Consumado el triunfo revolucionario, sus líderes y buena parte de la ciudadanía tenían pruebas de que, a la prepotencia yanqui, le era inadmisible aceptar un proyecto abiertamente popular y, en consecuencia, tomar providencias para defenderse constituía una cuestión de vida o muerte. A pesar de haber tomado las medidas de seguridad y realizar el proceso de trasiego y embarque del material bélico, bajo la mirada atenta y las estrictas indicaciones de experimentados hombres de mar y de una prestigiosa firma especializada en explosivos, aun cuando tampoco había ninguna posibilidad para que ocurriera el más mínimo accidente, de manera inexplicable, dos potentes detonaciones redujeron a un amasijo de hierros retorcidos la imponente estampa de la nave gala, y sembraron el dolor en el alma de la Patria de Martí, herida.

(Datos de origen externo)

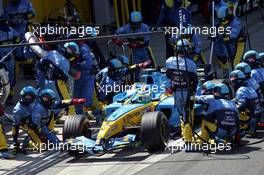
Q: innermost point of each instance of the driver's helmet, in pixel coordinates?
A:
(144, 97)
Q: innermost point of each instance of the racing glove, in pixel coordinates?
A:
(196, 58)
(169, 91)
(143, 65)
(74, 101)
(2, 110)
(75, 74)
(135, 45)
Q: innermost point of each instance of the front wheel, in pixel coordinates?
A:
(154, 131)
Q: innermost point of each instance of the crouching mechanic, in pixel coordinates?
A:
(141, 51)
(22, 117)
(181, 70)
(110, 78)
(247, 102)
(82, 70)
(42, 111)
(251, 82)
(195, 42)
(221, 117)
(3, 143)
(252, 58)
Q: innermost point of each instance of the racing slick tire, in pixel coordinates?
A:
(76, 126)
(154, 131)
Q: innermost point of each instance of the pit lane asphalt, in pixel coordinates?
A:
(243, 161)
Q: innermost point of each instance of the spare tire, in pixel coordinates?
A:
(76, 126)
(154, 131)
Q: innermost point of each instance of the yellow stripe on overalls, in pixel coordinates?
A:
(3, 143)
(241, 46)
(63, 92)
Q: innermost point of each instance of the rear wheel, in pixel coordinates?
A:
(154, 131)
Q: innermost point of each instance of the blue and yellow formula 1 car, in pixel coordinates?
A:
(140, 114)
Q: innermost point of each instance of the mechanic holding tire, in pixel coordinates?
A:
(141, 51)
(181, 70)
(81, 61)
(3, 142)
(22, 118)
(226, 44)
(43, 113)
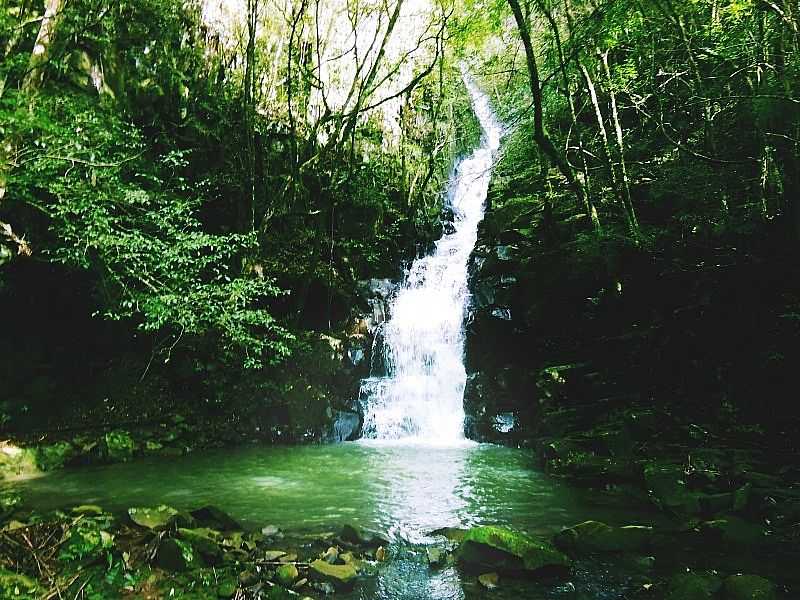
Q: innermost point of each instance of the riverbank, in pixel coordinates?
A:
(149, 532)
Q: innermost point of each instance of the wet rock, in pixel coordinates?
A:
(501, 549)
(227, 589)
(667, 487)
(299, 583)
(358, 537)
(152, 518)
(436, 556)
(345, 426)
(331, 555)
(380, 554)
(55, 456)
(692, 586)
(453, 534)
(324, 587)
(203, 540)
(270, 531)
(338, 575)
(489, 580)
(13, 585)
(748, 587)
(175, 555)
(117, 446)
(593, 536)
(286, 574)
(214, 518)
(732, 530)
(87, 510)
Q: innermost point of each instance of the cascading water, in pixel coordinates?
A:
(420, 394)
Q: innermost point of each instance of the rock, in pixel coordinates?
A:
(748, 587)
(203, 540)
(324, 587)
(345, 426)
(87, 510)
(211, 516)
(118, 446)
(50, 458)
(435, 556)
(505, 550)
(734, 531)
(339, 575)
(331, 555)
(358, 537)
(227, 589)
(175, 555)
(451, 533)
(286, 574)
(270, 531)
(594, 536)
(692, 586)
(489, 580)
(299, 583)
(667, 487)
(13, 585)
(152, 518)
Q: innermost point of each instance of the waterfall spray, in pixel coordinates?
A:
(421, 395)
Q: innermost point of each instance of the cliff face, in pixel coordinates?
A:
(568, 330)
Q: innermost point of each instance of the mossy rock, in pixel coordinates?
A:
(692, 586)
(14, 585)
(594, 536)
(213, 517)
(360, 537)
(342, 576)
(748, 587)
(152, 518)
(286, 574)
(734, 531)
(667, 487)
(118, 446)
(498, 549)
(176, 556)
(55, 456)
(203, 540)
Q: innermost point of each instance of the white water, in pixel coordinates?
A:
(421, 396)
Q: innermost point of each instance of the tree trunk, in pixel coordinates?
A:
(633, 222)
(540, 136)
(41, 49)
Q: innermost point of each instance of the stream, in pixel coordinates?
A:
(400, 489)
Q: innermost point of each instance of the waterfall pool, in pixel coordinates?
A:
(402, 490)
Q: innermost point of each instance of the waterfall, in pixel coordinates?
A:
(418, 390)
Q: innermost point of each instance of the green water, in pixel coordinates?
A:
(401, 490)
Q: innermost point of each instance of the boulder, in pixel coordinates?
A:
(152, 518)
(748, 587)
(286, 574)
(176, 555)
(118, 446)
(214, 518)
(203, 540)
(338, 575)
(356, 536)
(13, 585)
(692, 586)
(594, 536)
(500, 549)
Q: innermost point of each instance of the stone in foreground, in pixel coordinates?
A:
(339, 575)
(594, 536)
(500, 549)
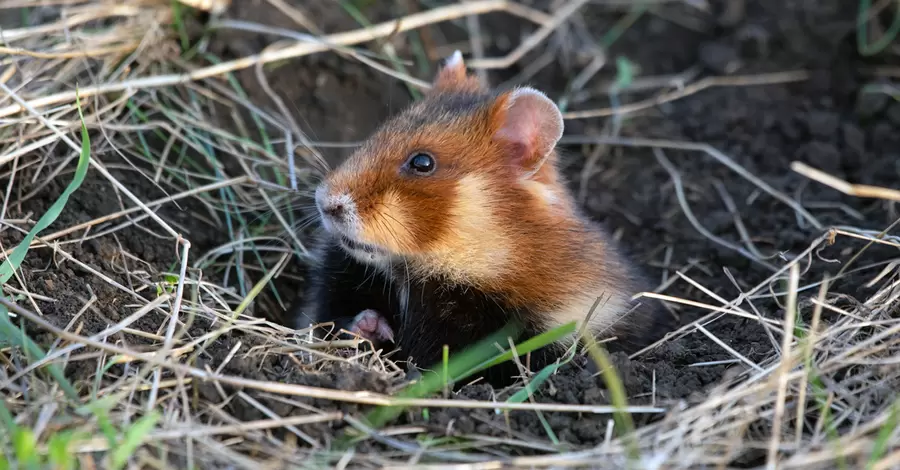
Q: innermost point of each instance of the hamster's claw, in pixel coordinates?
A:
(373, 326)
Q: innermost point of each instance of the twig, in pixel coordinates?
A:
(858, 190)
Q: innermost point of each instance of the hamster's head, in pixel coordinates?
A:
(447, 181)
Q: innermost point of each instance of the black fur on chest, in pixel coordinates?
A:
(435, 313)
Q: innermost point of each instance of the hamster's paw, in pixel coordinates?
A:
(372, 326)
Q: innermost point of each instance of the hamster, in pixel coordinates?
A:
(453, 219)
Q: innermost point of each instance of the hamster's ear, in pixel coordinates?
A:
(452, 76)
(528, 125)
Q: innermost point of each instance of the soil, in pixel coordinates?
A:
(826, 121)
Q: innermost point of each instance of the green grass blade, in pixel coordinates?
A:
(9, 331)
(25, 447)
(58, 451)
(533, 384)
(18, 255)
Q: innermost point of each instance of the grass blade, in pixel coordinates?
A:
(9, 331)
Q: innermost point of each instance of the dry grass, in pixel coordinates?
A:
(836, 372)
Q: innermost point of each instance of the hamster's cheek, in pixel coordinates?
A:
(388, 225)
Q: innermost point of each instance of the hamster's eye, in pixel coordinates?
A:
(421, 163)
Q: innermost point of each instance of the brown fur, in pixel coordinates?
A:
(476, 221)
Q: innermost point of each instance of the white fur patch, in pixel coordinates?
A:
(610, 309)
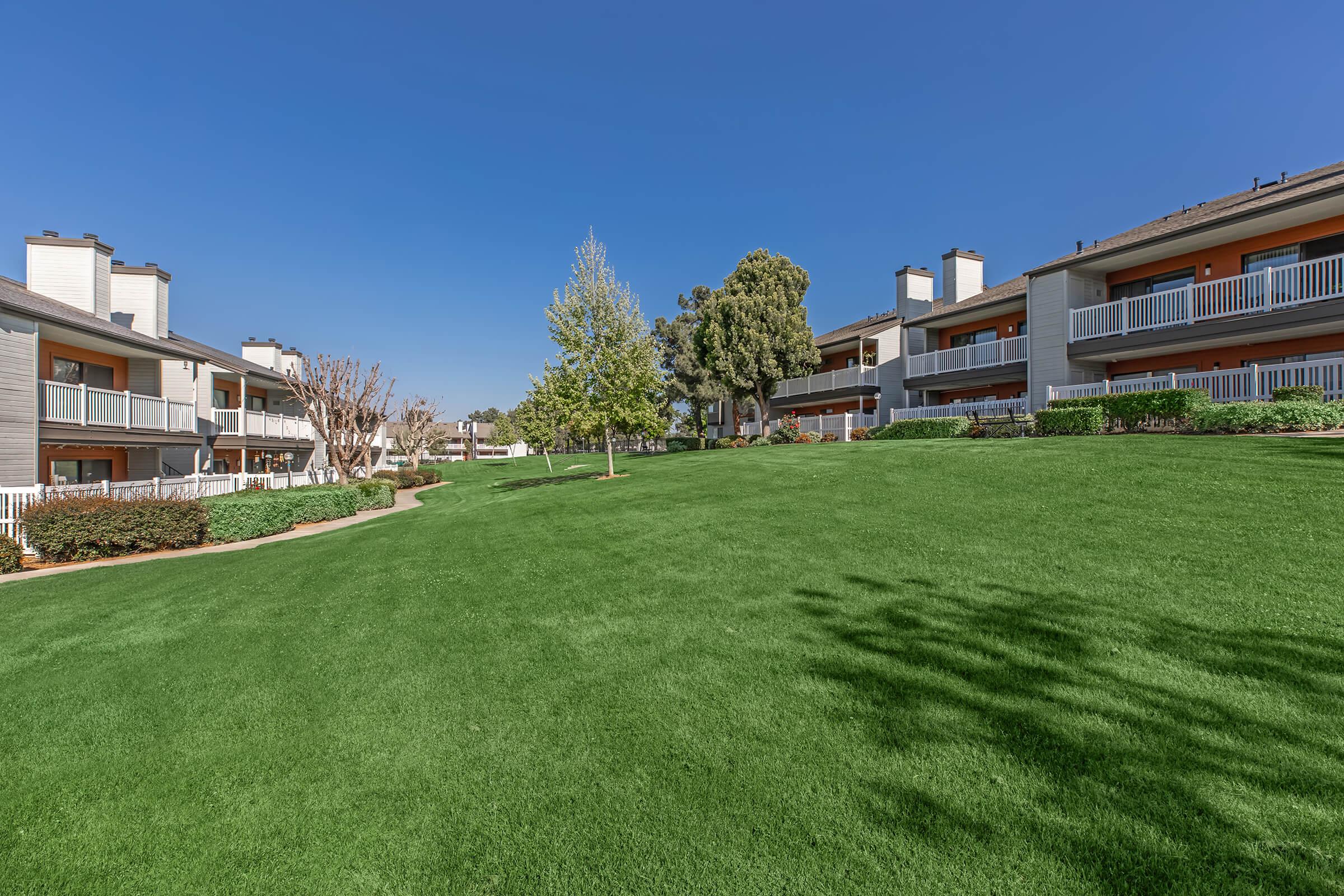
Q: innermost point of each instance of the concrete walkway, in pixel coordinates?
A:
(405, 501)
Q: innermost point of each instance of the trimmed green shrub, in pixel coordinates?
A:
(1135, 410)
(11, 555)
(1300, 394)
(86, 528)
(252, 515)
(1069, 421)
(924, 428)
(1269, 417)
(375, 494)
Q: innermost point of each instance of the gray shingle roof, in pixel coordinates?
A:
(223, 359)
(1016, 288)
(1327, 179)
(859, 329)
(18, 297)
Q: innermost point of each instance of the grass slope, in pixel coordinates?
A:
(1039, 667)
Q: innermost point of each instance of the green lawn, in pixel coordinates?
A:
(1035, 665)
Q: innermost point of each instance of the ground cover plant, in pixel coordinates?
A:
(1081, 665)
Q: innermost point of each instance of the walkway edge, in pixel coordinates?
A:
(407, 499)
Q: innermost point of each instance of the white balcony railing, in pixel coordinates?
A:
(969, 358)
(1250, 383)
(1264, 291)
(999, 408)
(230, 421)
(828, 382)
(839, 423)
(88, 406)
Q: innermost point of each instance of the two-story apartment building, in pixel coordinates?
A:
(95, 386)
(1235, 295)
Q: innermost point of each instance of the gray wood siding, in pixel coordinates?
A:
(18, 401)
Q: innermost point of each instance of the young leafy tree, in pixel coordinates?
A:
(605, 374)
(687, 378)
(505, 435)
(754, 331)
(538, 422)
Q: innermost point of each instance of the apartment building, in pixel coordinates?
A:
(1235, 295)
(96, 388)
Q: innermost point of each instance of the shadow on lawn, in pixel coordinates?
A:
(512, 486)
(1121, 769)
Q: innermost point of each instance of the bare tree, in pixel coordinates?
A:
(418, 417)
(346, 406)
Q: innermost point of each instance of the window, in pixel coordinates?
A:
(85, 472)
(1156, 284)
(975, 339)
(76, 372)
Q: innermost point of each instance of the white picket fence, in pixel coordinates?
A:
(15, 500)
(1250, 383)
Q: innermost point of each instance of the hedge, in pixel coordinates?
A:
(1070, 421)
(1300, 394)
(1132, 410)
(375, 494)
(922, 428)
(11, 555)
(252, 515)
(1269, 417)
(86, 528)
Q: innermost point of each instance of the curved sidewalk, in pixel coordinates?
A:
(405, 501)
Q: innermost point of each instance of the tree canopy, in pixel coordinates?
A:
(754, 329)
(605, 378)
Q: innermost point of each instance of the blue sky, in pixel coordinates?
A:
(408, 183)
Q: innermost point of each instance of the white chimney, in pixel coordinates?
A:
(264, 354)
(963, 276)
(140, 298)
(76, 272)
(914, 292)
(292, 363)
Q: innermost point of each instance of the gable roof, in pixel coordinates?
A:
(223, 359)
(859, 329)
(1226, 209)
(1014, 289)
(18, 297)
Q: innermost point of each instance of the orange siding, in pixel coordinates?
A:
(1226, 260)
(1005, 324)
(49, 349)
(1228, 356)
(116, 454)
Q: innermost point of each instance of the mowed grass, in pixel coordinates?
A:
(1014, 667)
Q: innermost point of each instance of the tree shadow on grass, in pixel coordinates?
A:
(1130, 746)
(514, 486)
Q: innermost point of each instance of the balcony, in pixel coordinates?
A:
(85, 406)
(233, 421)
(969, 358)
(1265, 291)
(1250, 383)
(987, 409)
(828, 382)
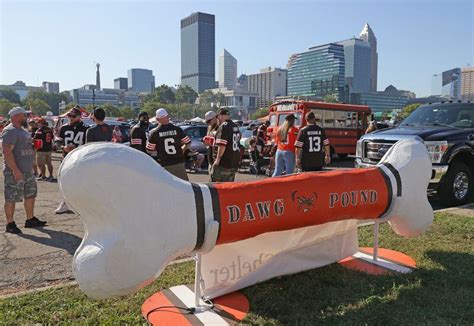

Todo muy bien calculado. Una primera explosión estaba llamada a destruir pertrechos y aniquilar a seres humanos como si fueran moscas, pero la segunda, cuando ya los bomberos y los habaneros, enardecidos, luchaban por rescatar a las víctimas y sofocar las llamas, abrigaba el propósito de multiplicar el caos y amedrentar tanto a los aprovisionadores de las armas como a los del patio.
Este acto terrorista de la Agencia Central de Inteligencia (CIA) contra la Revolución cubana dejó casi un centenar de muertos –incluidos muchos desaparecidos–, provocó 400 heridos –algunos de ellos imposibilitados de por vida–, dejó a más de 80 niños huérfanos. La tragedia aconteció en el muelle Pan American Dock, el mismo sitio desde donde un día, en un gesto que los destinatarios parecen haber olvidado, partieron hombres, melaza, fondos monetarios hacia lo que hoy es la gran nación norteña, en ayuda a los patriotas que luchaban por la independencia.
Quisieron aterrorizarnos, y los cubanos, como en Alegría de Pío, volvimos a proclamar que aquí no se rinde nadie. Y en el multitudinario entierro de las víctimas, un gigantesco coro, a una sola voz, secundó la consigna enarbolada por su líder: “¡Patria o Muerte!” Más que todo una disyuntiva, eterna e insobornable, antepuesta frente a quienes abrigan desafueros arrebatadores o pretensiones de vueltas al pasado, y se valen de engañosas maniobras.